La sostituzione di energia ad alto impatto inquinante e degradante degli idrocarburi-che ancora nel 2019 rappresentava l' 87% dell' energia mondiale prodotta- per fare un esempio, con energia "pulita" come quella solare, eolica, mareomotrice, cinetica, a idrogeno e bioenergetica, con lo scopo di raggiungere a breve il 40% e poi il 50% e sino ad un massimo di almeno il 90% nei decenni successivi al 2050, relegando ad esempio il carbon fossile al 5% verso il 2050, non avverrà di certo per opera dello Spirito Santo ma tramite un lavoro immenso di impianti e infrastrutture (nuove centrali, pannelli fotovoltaici, batterie a litio per auto elettriche, pale eoliche, impianti mareomotrici, centrali a biomasse,  centrali geotermiche, ecc. ecc.) che produrranno un apparato colossale non solo funzionante ad altissima energia (che deve a sua volta essere prodotta, creando un circolo vizioso di crescita esponenziale, infinita) ma anche dipendente, per la costruzione di batterie, pannelli, etc. di litio, di coltan, di cobalto, di terre rare -il nome dice tutto- che porteranno ben presto  l' ambiente a essere sfruttato e sotto stress e col problema, gigantesco, dello smaltimento di rifiuti speciali. Taluno parlerà di riciclo, ma a fine 2019 l'European Enviromental Bureau(EEB), una fitta rete di 144 associazioni europee ambientaliste (quindi non di certo dei Salvini di turno...) ha espresso perplessità sia sull' economia verde che sul mito del riciclo, perché "anche il riciclo è in un sistema finito e non infinito e come tale, dunque, ha dei limiti". Due esempi banali ma non troppo: il fotovoltaico ha bisogno di pannelli che devono occupare un certo spazio, non si pensi che un singolo pannello per edificio crei autosufficienza. Questi pannelli sono fatti in: silicio, ferro, argento, polimeri delle plastiche (materiale chimico) e alluminio. Silicio e alluminio non piovono dal cielo e i polimeri alimentano una industria chimica (inquinante). A fine ciclo, dopo alcuni anni, i pannelli vanno smaltiti con una procedura complessa tipica dei materiali elettrici. Sono insomma rifiuti speciali. Immaginiamo miliardi di pannelli da smaltire e le estrazioni massicce di alluminio, silicio, ferro, argento, ecc. ecc., il loro impatto ambientale insomma.

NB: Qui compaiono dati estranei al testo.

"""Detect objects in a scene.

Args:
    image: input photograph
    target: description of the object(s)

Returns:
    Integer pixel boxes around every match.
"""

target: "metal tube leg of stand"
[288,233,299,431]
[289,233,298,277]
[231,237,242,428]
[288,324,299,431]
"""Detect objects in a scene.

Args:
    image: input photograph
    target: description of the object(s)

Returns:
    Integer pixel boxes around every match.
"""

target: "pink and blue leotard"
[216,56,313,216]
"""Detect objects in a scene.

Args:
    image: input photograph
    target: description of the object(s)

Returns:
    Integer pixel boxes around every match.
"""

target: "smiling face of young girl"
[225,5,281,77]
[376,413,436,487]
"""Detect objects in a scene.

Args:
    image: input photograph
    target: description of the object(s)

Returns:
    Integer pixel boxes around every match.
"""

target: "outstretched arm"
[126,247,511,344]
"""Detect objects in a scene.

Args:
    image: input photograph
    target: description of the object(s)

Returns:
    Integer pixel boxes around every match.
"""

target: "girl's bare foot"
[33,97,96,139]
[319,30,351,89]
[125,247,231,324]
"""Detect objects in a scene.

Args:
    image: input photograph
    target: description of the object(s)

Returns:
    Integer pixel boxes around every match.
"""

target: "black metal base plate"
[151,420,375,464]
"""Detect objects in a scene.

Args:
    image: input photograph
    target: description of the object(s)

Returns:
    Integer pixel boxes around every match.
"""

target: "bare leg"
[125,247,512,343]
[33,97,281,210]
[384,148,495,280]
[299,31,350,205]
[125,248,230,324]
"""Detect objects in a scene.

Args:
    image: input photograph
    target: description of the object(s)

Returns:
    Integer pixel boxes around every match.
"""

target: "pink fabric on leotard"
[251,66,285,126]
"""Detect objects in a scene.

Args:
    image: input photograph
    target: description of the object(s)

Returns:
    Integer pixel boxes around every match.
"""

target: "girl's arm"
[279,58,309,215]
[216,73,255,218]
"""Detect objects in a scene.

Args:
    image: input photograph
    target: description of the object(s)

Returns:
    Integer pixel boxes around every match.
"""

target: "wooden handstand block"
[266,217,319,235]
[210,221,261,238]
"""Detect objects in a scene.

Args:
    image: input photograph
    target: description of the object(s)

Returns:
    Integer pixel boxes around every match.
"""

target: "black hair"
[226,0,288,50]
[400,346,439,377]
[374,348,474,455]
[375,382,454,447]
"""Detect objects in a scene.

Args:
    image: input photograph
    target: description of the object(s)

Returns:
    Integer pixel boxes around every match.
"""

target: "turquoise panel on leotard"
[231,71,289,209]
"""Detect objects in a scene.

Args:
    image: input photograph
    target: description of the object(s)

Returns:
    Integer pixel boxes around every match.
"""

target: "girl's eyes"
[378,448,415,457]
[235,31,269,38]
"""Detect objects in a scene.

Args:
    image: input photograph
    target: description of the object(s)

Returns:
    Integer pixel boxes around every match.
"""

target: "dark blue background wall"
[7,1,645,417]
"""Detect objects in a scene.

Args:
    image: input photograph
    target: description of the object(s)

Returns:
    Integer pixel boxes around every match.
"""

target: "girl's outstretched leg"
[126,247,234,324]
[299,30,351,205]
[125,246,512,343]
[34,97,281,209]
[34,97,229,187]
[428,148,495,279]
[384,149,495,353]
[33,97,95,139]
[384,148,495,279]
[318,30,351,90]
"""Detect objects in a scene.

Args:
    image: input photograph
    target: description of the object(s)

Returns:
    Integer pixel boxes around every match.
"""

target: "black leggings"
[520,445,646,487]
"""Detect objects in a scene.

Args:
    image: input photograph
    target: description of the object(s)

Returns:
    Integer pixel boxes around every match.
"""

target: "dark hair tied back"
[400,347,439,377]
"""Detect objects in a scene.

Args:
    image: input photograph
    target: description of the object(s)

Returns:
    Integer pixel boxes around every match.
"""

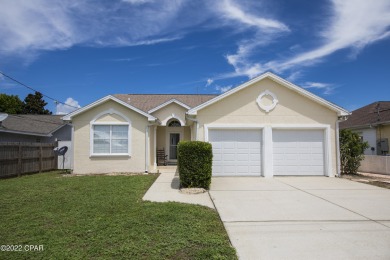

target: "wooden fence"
[0,142,57,178]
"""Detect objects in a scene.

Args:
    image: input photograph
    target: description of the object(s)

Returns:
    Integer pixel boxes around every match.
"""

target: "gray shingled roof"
[0,114,66,136]
[113,94,218,112]
[340,101,390,129]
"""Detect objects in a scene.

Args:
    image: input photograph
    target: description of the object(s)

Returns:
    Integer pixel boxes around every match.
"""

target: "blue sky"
[0,0,390,114]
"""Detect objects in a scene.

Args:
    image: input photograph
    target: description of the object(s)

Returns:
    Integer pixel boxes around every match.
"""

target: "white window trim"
[90,109,132,157]
[161,114,185,126]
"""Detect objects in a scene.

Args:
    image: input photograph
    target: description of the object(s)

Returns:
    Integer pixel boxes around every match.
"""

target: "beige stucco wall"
[196,78,339,176]
[151,103,187,126]
[156,126,166,150]
[184,126,191,141]
[72,100,149,174]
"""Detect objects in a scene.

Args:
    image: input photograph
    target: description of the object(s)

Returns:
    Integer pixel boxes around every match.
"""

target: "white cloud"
[218,0,390,85]
[0,74,18,89]
[218,0,289,79]
[254,0,390,74]
[122,0,155,5]
[286,71,303,82]
[56,97,81,115]
[301,82,336,95]
[218,0,289,31]
[225,39,267,78]
[0,0,196,60]
[215,85,233,93]
[205,78,214,87]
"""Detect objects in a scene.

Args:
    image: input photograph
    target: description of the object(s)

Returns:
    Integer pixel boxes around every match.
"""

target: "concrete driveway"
[209,177,390,260]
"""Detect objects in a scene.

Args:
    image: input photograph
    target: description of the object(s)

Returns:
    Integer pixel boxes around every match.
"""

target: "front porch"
[149,117,194,172]
[156,121,191,165]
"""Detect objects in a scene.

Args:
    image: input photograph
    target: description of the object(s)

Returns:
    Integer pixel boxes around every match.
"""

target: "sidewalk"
[142,169,214,209]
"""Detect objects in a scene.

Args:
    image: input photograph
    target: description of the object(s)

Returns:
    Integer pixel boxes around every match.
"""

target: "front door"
[169,133,180,160]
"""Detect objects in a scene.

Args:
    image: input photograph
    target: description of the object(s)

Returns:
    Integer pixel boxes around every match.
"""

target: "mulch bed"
[342,172,390,189]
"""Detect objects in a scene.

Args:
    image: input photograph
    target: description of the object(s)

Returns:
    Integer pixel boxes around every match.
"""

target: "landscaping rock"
[179,188,207,194]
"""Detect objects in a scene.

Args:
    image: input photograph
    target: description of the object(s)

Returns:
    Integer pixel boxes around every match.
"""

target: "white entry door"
[273,129,325,175]
[209,129,262,176]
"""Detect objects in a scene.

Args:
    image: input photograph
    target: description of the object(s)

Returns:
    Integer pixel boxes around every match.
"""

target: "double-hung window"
[93,125,129,155]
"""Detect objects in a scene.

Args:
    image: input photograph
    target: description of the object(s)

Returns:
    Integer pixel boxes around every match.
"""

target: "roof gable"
[62,95,156,121]
[148,99,191,113]
[187,72,349,116]
[113,94,217,113]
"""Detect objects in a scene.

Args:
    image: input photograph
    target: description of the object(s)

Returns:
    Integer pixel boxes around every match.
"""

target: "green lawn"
[0,172,236,259]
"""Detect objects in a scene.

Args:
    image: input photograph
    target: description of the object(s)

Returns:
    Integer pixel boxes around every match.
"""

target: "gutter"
[0,128,52,137]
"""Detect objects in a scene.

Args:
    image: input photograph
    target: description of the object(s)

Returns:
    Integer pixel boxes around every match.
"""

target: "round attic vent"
[256,90,278,113]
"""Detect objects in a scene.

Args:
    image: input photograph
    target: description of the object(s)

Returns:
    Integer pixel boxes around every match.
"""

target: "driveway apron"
[209,177,390,260]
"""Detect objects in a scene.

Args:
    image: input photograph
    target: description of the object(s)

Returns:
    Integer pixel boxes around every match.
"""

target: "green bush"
[178,141,213,189]
[340,129,369,175]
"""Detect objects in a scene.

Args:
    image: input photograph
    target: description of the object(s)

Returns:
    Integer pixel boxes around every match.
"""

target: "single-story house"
[63,72,349,177]
[340,101,390,155]
[0,114,71,143]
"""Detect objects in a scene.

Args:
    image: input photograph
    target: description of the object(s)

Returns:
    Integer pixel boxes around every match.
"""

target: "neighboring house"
[0,114,71,143]
[63,72,349,177]
[340,101,390,155]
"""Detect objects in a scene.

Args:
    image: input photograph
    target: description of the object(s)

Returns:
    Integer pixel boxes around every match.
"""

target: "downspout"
[336,116,348,177]
[71,124,74,172]
[145,125,149,173]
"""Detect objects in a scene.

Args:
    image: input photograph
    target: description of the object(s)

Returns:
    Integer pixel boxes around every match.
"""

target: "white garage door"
[209,129,262,176]
[273,130,325,176]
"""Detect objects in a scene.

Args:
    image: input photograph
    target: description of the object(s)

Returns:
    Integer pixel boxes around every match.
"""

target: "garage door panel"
[273,130,325,176]
[237,148,249,154]
[236,142,248,148]
[237,154,248,161]
[236,166,249,173]
[223,166,235,174]
[223,142,235,149]
[222,154,235,161]
[210,129,262,176]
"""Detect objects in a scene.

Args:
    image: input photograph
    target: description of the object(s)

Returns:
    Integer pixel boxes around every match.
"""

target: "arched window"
[90,109,131,156]
[168,119,181,127]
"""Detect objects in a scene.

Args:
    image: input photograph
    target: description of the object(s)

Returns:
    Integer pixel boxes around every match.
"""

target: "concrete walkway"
[142,168,214,209]
[210,177,390,260]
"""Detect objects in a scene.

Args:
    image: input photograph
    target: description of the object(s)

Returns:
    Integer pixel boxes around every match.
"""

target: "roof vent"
[127,97,131,102]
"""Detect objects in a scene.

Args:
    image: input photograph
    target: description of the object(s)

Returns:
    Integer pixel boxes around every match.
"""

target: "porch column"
[153,126,157,170]
[145,125,150,173]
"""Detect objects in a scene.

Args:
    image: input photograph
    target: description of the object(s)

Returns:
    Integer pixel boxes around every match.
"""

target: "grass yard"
[0,172,237,259]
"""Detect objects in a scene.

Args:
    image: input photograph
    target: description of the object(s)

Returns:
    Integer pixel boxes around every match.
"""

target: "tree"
[23,91,52,114]
[340,129,369,175]
[0,93,24,114]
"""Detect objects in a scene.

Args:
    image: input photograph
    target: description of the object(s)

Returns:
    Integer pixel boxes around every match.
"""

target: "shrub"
[178,141,213,189]
[340,129,369,175]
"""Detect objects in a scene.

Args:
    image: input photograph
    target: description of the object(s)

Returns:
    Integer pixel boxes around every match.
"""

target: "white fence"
[359,155,390,175]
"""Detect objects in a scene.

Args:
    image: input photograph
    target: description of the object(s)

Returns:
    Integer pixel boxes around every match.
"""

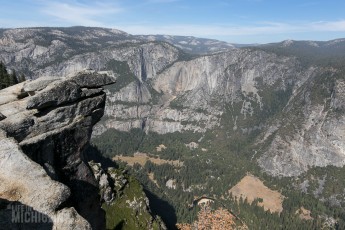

Secondo esempio, le auto elettriche. Nel motore classico a scoppio il carburante, prodotto dagli idrocarburi, bruciando converte energia termica in energia meccanica (in fisica, calore che diventa lavoro) la quale fuoriesce in ossidi di azoto e di zolfo, in anidride carbonica e in particolato di carbonio, le cui particelle (pm 2,5 e pm10) si legano in atmosfera interferendo coi fenomeni e poi ricadendo al suolo ad esempio con la pioggia. L' auto elettrica ha indubbiamente dei vantaggi: non funzionando a idrocarburi, non avviene la trasformazione in ossidi vari e particolato che fuoriesce in atmosfera. L' energia cinetica, di movimento, viene data da accumulatori a ioni di litio tramite corrente elettrica. L' ambiente viene rispettato, se non che la batteria ha un ciclo di vita ben preciso; costi e impatti di estrazione (il litio è presente quasi soltanto in Sudamerica) non sono indifferenti. Anche lo smaltimento delle batterie esaurite è complesso. Vi sono progetti per recuperare parte del litio dalle batterie esaurite, ma al momento sono solo studi, teorie, progetti. La stessa "Repubblica"-che rappresenta tutto ciò che non siamo- pur dopo alcuni peana entusiastici sul riciclo di litio e cobalto ha ammesso che sono "sfide per il futuro". E ricordatevi che ha detto la EEB: "il riciclo, in un sistema finito, è limitato".

Per concludere.  Mai come ora servono i nervi saldi. Se dalla nebbia in cui siamo avvolti si vedono ombre positive, altrettante negative ne incombono. Ecco perché non mi stanco ad esortarvi a scrutare col binocolo dal Bosco quel che avviene "là fuori", per essere pronti a nuovi cimenti tenendo sempre a mente i quattro capisaldi principali dell'antimodernità: anticapitalismo, anti-imperialismo, anti-industrialismo, anti-progressismo. Perché la sfida non è quella di riciclare meglio il litio, ma di creare una nuova narrazione che deve inserirsi all' interno di un differente paradigma di struttura.